QI (BBC1, 9pm); Rocket Science (BBC2, 9pm); The New Avengers (BBC4, 12.10am); Al Murray’s Multiple Personality Disorder (ITV1, 9.30pm)

QUIZMASTER Stephen Fry is joined by two of his best buddies in this week’s QI.

It’s a real luvvie fest, thanks to the presence of John Sessions, who’s appeared on the show several times before, and first-timer Emma Thompson.

She and Fry go way back, of course.

They met at Cambridge, and were members of the famous Footlights troupe, which also included Tony Slattery and Hugh Laurie. They’ve appeared on screen together in such projects as Alfresco and Peter’s Friends.

Friday evening may be the traditional place to find QI in the schedules, but a growing number of regular viewers are turning to Saturday’s XL (that’s extended, to you and me) version of the show.

When it first began, nobody really thought there was much mileage in a quiz in which the questions were, by and large, too difficult to answer.

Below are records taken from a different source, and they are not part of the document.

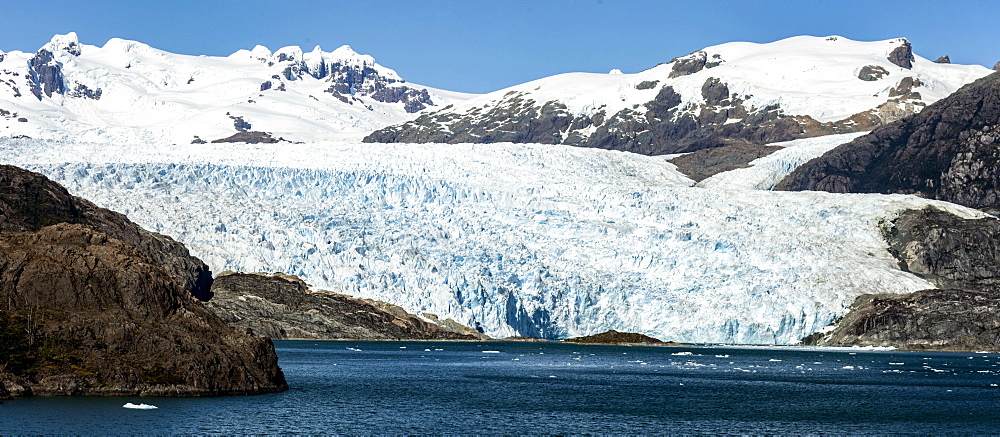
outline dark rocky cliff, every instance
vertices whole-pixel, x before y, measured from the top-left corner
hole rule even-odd
[[[337,293],[313,292],[290,275],[223,273],[206,306],[226,323],[274,339],[475,340],[401,308]]]
[[[0,232],[38,231],[56,223],[90,226],[135,246],[170,273],[192,295],[207,300],[212,272],[184,245],[149,232],[124,215],[69,194],[38,173],[0,165]]]
[[[805,344],[1000,350],[1000,220],[905,211],[884,234],[900,268],[940,289],[861,296]]]
[[[269,340],[192,297],[206,272],[179,243],[0,166],[0,395],[287,389]]]
[[[1000,73],[827,152],[776,189],[901,193],[1000,211]]]

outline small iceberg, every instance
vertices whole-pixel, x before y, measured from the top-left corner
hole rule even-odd
[[[133,409],[133,410],[155,410],[155,409],[157,409],[159,407],[157,407],[156,405],[133,404],[133,403],[129,402],[129,403],[125,404],[125,405],[122,405],[122,408],[130,408],[130,409]]]
[[[484,354],[498,354],[500,351],[483,351]]]

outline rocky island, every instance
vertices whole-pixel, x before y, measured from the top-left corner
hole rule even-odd
[[[211,281],[171,238],[0,166],[0,398],[286,390],[270,340],[198,300]]]
[[[614,329],[600,334],[563,340],[566,343],[598,344],[614,346],[683,346],[672,341],[663,341],[635,332],[618,332]]]

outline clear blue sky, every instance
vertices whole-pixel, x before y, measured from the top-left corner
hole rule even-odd
[[[190,55],[349,44],[404,79],[488,92],[571,71],[640,71],[706,46],[795,35],[907,37],[926,58],[1000,61],[1000,1],[0,0],[0,50],[56,33]]]

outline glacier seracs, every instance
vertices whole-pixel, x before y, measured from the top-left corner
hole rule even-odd
[[[0,162],[178,239],[214,271],[296,274],[495,337],[794,343],[860,294],[932,288],[897,269],[880,221],[925,205],[979,214],[694,187],[664,157],[565,146],[2,141]]]

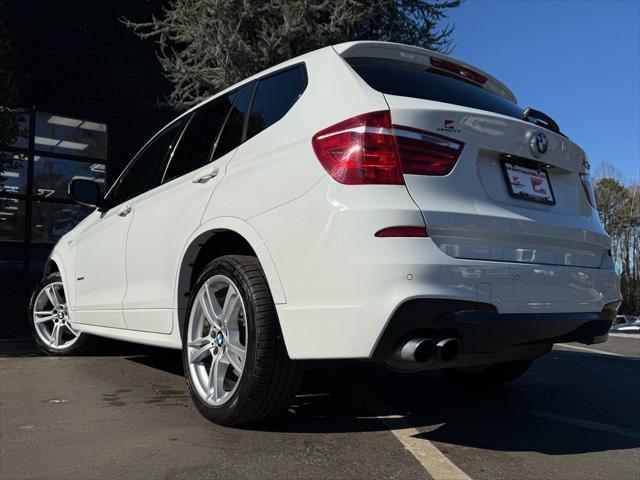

How wrong they were, or at least how they forgot that Fry can make even the most mundane subject sound as if it’s the most interesting one in the world. He has a sense of wide-eyed wonder when it comes to facts, even though he probably knows about 90 per cent of the stuff mentioned on the show anyway.

As for the rules, listen to Fry’s explanation in the first series. “Now, the rules are simple. Scoring is my business. Points are given and points are taken away. They are taken away for answers which are both obvious and wrong, and they’re given, not so much for being correct, as for being interesting.

“Their level of interestingness is impartially determined by a demographically selected customer service focus consultancy, broken down by age and sex – ie me. Because there is no one more broken down by age and sex than me.”

Rocket Science follows the efforts of science teacher Andy Smith to demonstrate the pleasures to be had from his subject. With the post-GCSE take-up for sciences down 25 per cent, the pressure is on this educator to prove his passion to Woodchurch High School’s Class 8XS.

His plan is to use the world of fireworks to ignite a similar love of chemistry and physics in his students, and he begins in this opener by roping in an expert to set up a display. Alas, the whole thing’s a bit of a damp squib and leaves most of the 13-year-old audience turned off.

Smith wins the pupils over with an innovative glow-in-the-dark lesson, and by the time the class leave, they’re all hugely enthusiastic.

So, Smith resolves to give them a project that will fuel this new-found interest in science. He plans a firework display to mark the head teacher’s retirement. Alas, not everything goes to plan.

As any fan of cult TV will tell you, classic Seventies series The New Avengers was a game of two halves.

The first run was a London-based series of outrageous escapades involving giant rats and plots to resurrect Hitler. However, the second run was a hit-and-miss affair, especially during episodes filmed in Canada. The same cast was present, but the series lost some of its offbeat charm.

THIS is one of the best offerings from that second run, and involves a large number of civil servants, MPs and intelligence personnel dying from apparently natural causes. There’s no link between them, until a British agent mentions the “angels of death”.

Aside from regular stars Patrick Macnee, Gareth Hunt and Joanna Lumley, the supporting cast includes comedienneturned- psychologist Pamela Stephenson, cult movie glamourpuss Caroline Munro, and Lindsay Duncan.

Comedy sketch show Al Murray’s Multiple Personality Disorder features the man from the Pub Landlord, alongside such larger-than-life characters as Prurient Dad Peter Taylor, an embarrassing West Country father; the silver-tongued Victorian gentleman-thief Barrington Blowtorch; Horst Schwull, Hitler’s most trusted aide, who is just a little on the camp side; and Gary Parsley, an outrageous, over-demanding, piano-playing Seventies rock star.